チャイナリスク関連倒産が国内で急増、中国景気の減速警戒し日本株急落
2014年のデータで見て、日本の最大の貿易相手国は中国。輸出入総額は約32兆円で全体の20%。第2位の米国の21兆円、13%を大きく上回る。
今年は中国景気の減速が直撃か
しかし、東京商工リサーチでは、今後は「コスト増」以外の倒産が増える可能性があると指摘する。「中国の景気減速で倒産件数は前年以上に増える可能性が高まっている」という。
昨年9月、東京地裁に民事再生法の適用を申請した第一中央汽船。中国の景気減速にともなうばら積み貨物の需要減少で運賃と傭船料の逆ザヤが拡大。負債総額1196億円の大型倒産となった。
ばら積み船運賃の国際市況を示すバルチック海運指数<.BADI>は、中国が石炭や鉄鉱石輸入を減少させる中で、過去最低を更新し続けている。足元は約400ポイントと2015年8月の水準から約3分の1の水準に下落。08年5月のピークには1万1000ポイントを超えていた。
円安は止まったが、中国景気は一段と減速。

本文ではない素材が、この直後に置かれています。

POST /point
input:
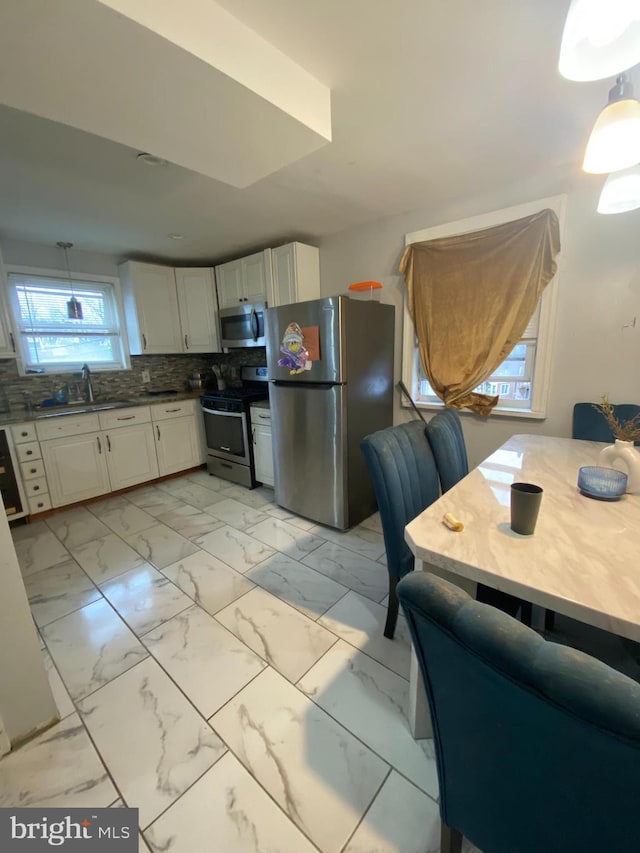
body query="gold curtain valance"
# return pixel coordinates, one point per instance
(471, 297)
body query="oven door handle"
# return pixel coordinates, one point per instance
(225, 414)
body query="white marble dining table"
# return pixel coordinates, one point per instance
(583, 560)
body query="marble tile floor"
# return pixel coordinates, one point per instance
(219, 664)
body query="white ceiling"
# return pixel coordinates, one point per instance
(432, 101)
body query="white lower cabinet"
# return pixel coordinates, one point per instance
(131, 456)
(262, 445)
(76, 467)
(78, 457)
(176, 444)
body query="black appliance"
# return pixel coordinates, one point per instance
(242, 325)
(227, 424)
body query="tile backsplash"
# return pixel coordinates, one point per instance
(166, 371)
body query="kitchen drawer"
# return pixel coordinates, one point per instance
(33, 488)
(23, 432)
(164, 411)
(39, 503)
(124, 417)
(63, 425)
(31, 470)
(29, 451)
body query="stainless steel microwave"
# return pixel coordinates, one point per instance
(243, 326)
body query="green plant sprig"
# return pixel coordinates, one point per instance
(622, 430)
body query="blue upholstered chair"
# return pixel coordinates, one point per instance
(446, 438)
(537, 745)
(590, 424)
(405, 481)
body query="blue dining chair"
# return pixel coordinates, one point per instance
(537, 745)
(446, 438)
(405, 481)
(590, 424)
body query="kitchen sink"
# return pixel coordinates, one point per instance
(81, 408)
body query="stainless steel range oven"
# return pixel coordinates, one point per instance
(228, 427)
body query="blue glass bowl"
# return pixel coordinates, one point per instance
(606, 484)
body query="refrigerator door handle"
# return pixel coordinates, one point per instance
(283, 383)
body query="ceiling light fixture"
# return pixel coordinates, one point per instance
(601, 38)
(74, 306)
(621, 192)
(614, 143)
(150, 159)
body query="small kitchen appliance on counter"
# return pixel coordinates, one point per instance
(227, 424)
(331, 383)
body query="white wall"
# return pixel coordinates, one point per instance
(24, 254)
(597, 348)
(26, 702)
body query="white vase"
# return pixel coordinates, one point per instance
(626, 453)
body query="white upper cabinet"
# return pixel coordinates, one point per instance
(197, 303)
(229, 283)
(151, 308)
(169, 310)
(296, 274)
(245, 280)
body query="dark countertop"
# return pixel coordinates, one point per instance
(16, 417)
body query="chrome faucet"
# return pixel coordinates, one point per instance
(86, 377)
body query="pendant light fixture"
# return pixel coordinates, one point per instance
(621, 191)
(614, 143)
(601, 38)
(74, 306)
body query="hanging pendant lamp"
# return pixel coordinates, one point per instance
(614, 143)
(621, 192)
(601, 38)
(74, 306)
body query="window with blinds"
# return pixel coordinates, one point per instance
(513, 379)
(49, 340)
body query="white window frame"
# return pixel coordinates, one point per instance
(541, 381)
(63, 278)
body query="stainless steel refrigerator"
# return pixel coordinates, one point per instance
(330, 364)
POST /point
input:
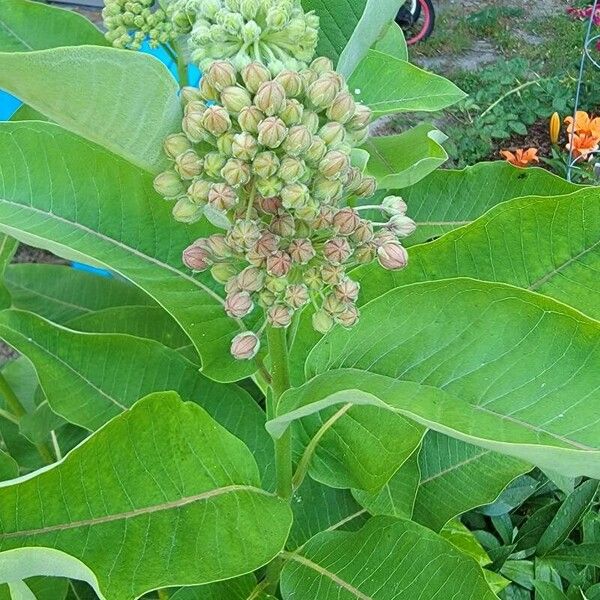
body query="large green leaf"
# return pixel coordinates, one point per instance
(489, 364)
(172, 491)
(549, 245)
(448, 199)
(62, 193)
(387, 559)
(125, 101)
(399, 161)
(61, 294)
(390, 85)
(27, 25)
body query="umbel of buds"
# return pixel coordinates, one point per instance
(276, 33)
(129, 22)
(280, 184)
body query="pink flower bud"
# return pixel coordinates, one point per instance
(392, 256)
(238, 305)
(301, 251)
(196, 257)
(279, 264)
(245, 346)
(270, 98)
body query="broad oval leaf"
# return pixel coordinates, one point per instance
(125, 101)
(67, 195)
(27, 25)
(388, 85)
(489, 364)
(178, 494)
(388, 559)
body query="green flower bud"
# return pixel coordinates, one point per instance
(188, 165)
(298, 140)
(269, 187)
(343, 107)
(279, 315)
(198, 191)
(334, 165)
(322, 322)
(291, 82)
(244, 146)
(235, 98)
(186, 211)
(254, 75)
(265, 164)
(216, 120)
(221, 74)
(292, 113)
(270, 98)
(291, 169)
(294, 195)
(250, 118)
(222, 272)
(168, 185)
(213, 163)
(176, 144)
(245, 346)
(332, 133)
(236, 172)
(222, 197)
(272, 132)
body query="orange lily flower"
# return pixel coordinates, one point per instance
(583, 144)
(520, 157)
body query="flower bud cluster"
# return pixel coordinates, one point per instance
(277, 180)
(129, 22)
(275, 32)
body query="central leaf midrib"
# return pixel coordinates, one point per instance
(181, 502)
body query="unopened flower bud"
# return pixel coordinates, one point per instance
(186, 211)
(176, 144)
(291, 82)
(222, 197)
(337, 250)
(270, 98)
(245, 346)
(322, 321)
(367, 187)
(347, 290)
(392, 256)
(298, 140)
(196, 257)
(221, 74)
(332, 133)
(279, 315)
(395, 204)
(249, 119)
(216, 120)
(168, 185)
(254, 75)
(296, 295)
(238, 305)
(348, 317)
(301, 250)
(236, 172)
(244, 146)
(346, 221)
(334, 165)
(283, 225)
(401, 225)
(265, 164)
(279, 264)
(271, 132)
(235, 98)
(188, 165)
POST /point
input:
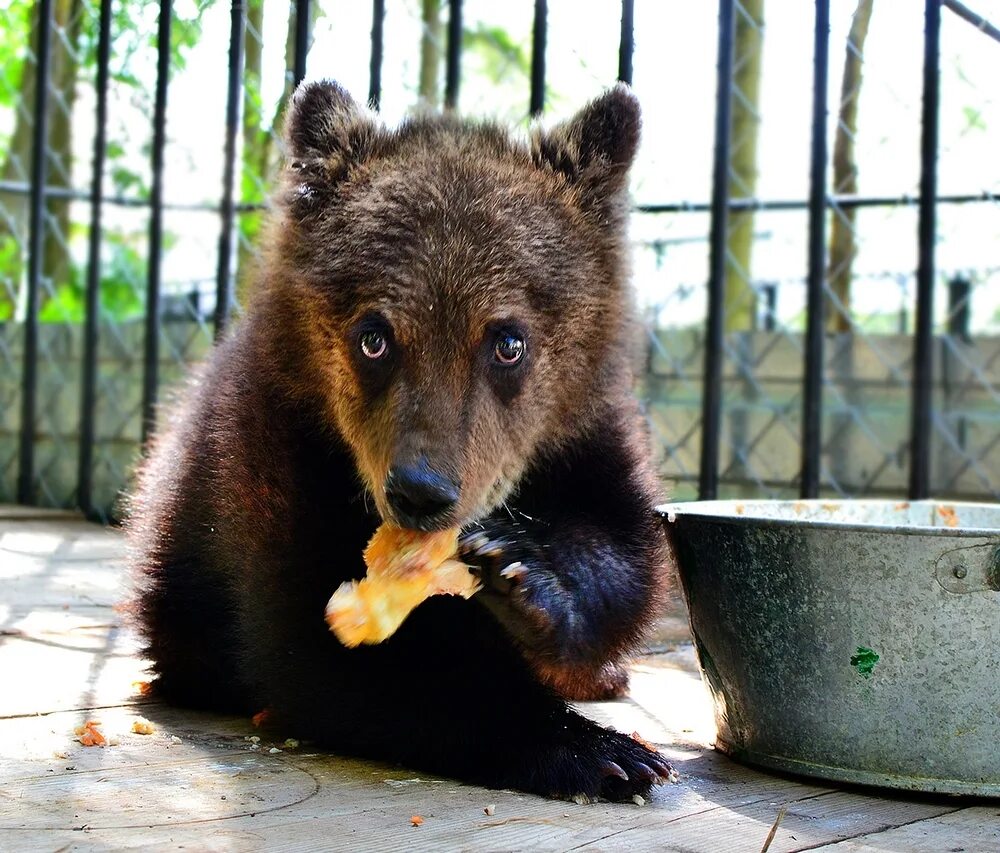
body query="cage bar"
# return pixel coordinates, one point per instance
(375, 66)
(812, 381)
(711, 410)
(626, 47)
(923, 354)
(539, 37)
(92, 297)
(303, 21)
(36, 250)
(453, 56)
(151, 371)
(234, 94)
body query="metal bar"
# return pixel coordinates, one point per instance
(375, 67)
(959, 297)
(812, 381)
(711, 412)
(539, 37)
(234, 94)
(832, 201)
(923, 355)
(978, 21)
(36, 251)
(453, 57)
(626, 47)
(302, 28)
(151, 350)
(88, 403)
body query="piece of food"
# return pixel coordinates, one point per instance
(89, 735)
(949, 515)
(142, 726)
(404, 568)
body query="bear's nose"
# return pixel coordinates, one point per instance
(419, 495)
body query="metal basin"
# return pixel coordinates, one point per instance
(856, 641)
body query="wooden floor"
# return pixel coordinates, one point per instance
(200, 783)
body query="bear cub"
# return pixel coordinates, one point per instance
(440, 338)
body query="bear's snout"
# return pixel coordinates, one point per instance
(419, 496)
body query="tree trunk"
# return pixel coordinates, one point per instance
(740, 298)
(430, 53)
(843, 247)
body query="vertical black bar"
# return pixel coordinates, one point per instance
(539, 37)
(923, 355)
(302, 27)
(812, 382)
(36, 238)
(711, 409)
(959, 294)
(150, 378)
(375, 69)
(626, 46)
(453, 59)
(93, 294)
(223, 278)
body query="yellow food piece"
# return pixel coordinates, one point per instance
(142, 726)
(404, 568)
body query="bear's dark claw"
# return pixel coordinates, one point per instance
(613, 769)
(648, 774)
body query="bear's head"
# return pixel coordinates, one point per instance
(462, 293)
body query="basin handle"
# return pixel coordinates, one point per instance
(973, 568)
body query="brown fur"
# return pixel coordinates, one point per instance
(254, 506)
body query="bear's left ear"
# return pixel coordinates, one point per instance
(596, 147)
(326, 133)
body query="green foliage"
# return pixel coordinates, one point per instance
(123, 272)
(499, 52)
(10, 272)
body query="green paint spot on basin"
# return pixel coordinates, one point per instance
(864, 661)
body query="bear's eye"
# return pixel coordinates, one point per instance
(373, 344)
(509, 349)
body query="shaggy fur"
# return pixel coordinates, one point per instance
(258, 497)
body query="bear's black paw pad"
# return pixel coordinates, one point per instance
(517, 585)
(611, 767)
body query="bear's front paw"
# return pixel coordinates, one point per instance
(518, 586)
(611, 766)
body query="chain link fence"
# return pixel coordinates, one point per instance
(127, 273)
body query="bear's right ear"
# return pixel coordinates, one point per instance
(326, 132)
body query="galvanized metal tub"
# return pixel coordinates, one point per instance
(856, 641)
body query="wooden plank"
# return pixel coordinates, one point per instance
(972, 830)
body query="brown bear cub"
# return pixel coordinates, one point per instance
(440, 338)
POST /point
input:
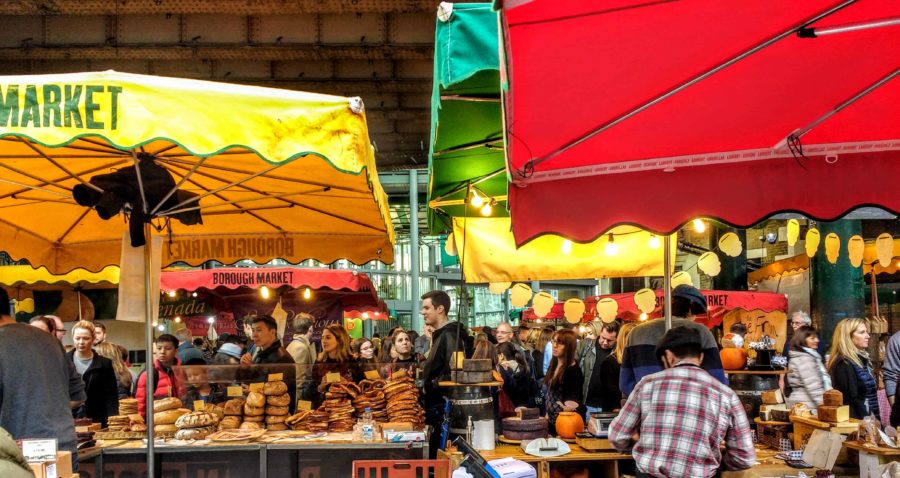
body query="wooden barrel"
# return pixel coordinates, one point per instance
(469, 401)
(749, 389)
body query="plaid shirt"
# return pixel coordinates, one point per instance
(681, 416)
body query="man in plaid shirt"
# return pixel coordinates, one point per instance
(677, 419)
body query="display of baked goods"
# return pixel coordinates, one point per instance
(402, 398)
(168, 417)
(197, 420)
(169, 403)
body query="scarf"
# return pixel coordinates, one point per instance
(826, 379)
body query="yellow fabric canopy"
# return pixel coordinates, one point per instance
(488, 254)
(280, 174)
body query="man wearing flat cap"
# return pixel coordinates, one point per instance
(638, 360)
(676, 419)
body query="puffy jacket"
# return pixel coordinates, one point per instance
(805, 379)
(166, 385)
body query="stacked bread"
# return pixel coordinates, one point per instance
(403, 400)
(166, 412)
(277, 403)
(196, 425)
(371, 396)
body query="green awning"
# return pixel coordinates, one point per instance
(466, 144)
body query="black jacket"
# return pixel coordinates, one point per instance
(101, 387)
(437, 366)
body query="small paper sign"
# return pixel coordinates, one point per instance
(36, 451)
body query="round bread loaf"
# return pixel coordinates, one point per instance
(169, 403)
(256, 399)
(169, 417)
(275, 388)
(194, 433)
(235, 406)
(277, 411)
(278, 400)
(196, 420)
(516, 435)
(516, 424)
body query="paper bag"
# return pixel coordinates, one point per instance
(822, 449)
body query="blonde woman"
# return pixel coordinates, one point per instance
(851, 369)
(123, 374)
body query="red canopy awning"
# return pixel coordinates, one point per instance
(653, 113)
(719, 302)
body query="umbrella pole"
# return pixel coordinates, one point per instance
(667, 280)
(150, 364)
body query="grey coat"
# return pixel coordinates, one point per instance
(805, 379)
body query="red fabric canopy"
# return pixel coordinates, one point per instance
(716, 148)
(719, 302)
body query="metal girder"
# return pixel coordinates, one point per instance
(306, 52)
(238, 7)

今後、日本の製造業から見た受注悪化や、過剰在庫商品が採算度外視の価格で日本に入ることで値崩れを起こす可能性もあるという。「インバウンド消費」が急に減ることはないとしても、明暗が分かれる企業が出てきそうだ。
見失った「フェアバリュー」
さらに国内総生産(GDP)で世界第2位の規模を有する中国の景気減速は、世界景気に連動しやすい日本企業の収益も圧迫する。今年、中国のGDPは6%後半の成長が見込まれている。先進国に比べれば依然として高い成長率だ。
しかし、中国の2桁成長を前提に組んでいた投資計画も多い。成長減速にともない計画の見直しを迫られれば、資金回収ができないケースも増えてくる。
12月の中国の貿易統計で、輸出は市場予想を上回り好材料と受け止められた。しかし、輸出増は12月以降の人民元安のプラス効果もあった。人民元安は、輸出を後押しするが、資金流出を促しかねない「両刃の剣」。さらに中国からの輸出が増えれば、ライバルであるアジア新興国の輸出を圧迫することになる。